Verschoning is een middel ter verzekering van de onpartijdigheid van de rechter. Voorop dient te staan dat een rechter uit hoofde van zijn aanstelling moet worden vermoed onpartijdig te zijn, tenzij zich uitzonderlijke omstandigheden voordoen die zwaarwegende aanwijzingen opleveren voor het oordeel dat een rechter jegens een partij een vooringenomenheid koestert, althans dat de bij deze partij dienaangaande bestaande vrees objectief gerechtvaardigd is.
3.2.
Aan de door de rechter aangevoerde omstandigheden valt geen aanwijzing te ontlenen voor het oordeel dat de rechter - subjectief - niet onpartijdig is.
3.3.
Te onderzoeken staat vervolgens of de aangevoerde omstandigheden niettemin een zwaarwegende aanwijzing opleveren voor het oordeel dat de vrees dat de rechterlijke onpartijdigheid schade zou kunnen lijden - objectief - gerechtvaardigd is.
3.4.
De door de rechter aangevoerde omstandigheid, in samenhang met het gegeven dat de rechter daarin aanleiding heeft gevonden zelf een verzoek in te dienen zich te mogen verschonen van de verdere behandeling van de zaak, levert naar het oordeel van de rechtbank op zichzelf een zwaarwegende aanwijzing als hiervoor onder 3.3 bedoeld op.
3.5.
Het verzoek wordt om deze reden toegewezen.

4.De beslissing

De rechtbank:
- wijst toe het verzoek van mr.
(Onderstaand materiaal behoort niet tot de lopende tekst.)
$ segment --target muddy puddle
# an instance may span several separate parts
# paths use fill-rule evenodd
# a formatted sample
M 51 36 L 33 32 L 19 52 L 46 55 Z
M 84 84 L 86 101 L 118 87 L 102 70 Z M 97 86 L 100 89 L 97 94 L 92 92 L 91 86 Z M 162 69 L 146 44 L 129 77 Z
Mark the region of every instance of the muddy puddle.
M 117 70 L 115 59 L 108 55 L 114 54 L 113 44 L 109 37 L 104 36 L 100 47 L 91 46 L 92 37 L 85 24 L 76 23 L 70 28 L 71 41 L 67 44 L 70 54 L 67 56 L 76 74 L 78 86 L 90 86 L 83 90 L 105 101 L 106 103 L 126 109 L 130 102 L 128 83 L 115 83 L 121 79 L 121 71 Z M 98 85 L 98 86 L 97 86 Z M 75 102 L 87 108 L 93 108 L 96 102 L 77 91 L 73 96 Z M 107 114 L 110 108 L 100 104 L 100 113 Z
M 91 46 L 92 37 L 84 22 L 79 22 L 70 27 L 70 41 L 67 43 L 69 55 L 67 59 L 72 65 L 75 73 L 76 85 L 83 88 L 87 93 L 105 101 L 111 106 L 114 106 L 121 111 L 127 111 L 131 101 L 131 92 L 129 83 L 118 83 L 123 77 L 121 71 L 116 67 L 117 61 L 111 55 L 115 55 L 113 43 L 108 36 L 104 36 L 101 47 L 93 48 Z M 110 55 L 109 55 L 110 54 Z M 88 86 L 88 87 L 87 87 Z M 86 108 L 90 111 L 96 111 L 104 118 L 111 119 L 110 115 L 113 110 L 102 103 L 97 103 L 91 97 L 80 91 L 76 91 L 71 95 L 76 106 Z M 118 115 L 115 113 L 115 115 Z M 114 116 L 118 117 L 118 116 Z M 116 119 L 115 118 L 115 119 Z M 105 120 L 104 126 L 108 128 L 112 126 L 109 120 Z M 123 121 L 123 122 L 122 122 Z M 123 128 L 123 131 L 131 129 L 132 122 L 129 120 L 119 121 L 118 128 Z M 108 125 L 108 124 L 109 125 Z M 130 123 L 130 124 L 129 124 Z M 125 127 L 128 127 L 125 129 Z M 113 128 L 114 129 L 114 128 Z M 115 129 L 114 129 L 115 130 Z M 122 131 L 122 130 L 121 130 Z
W.J.J. Wetzels zich in de civielrechtelijke procedure met kenmerk 9779562 \ VZ VERZ 22-3873 van [naam verzoeker] als verzoeker tegen [naam vennootschap] B.S. als verweerster te mogen verschonen.
Deze beslissing is gegeven door mr. M.G.L. de Vette, voorzitter, mr. A. Buizer en
mr. N. Doorduijn, rechters en door de voorzitter en de griffier ondertekend op 9 mei 2022.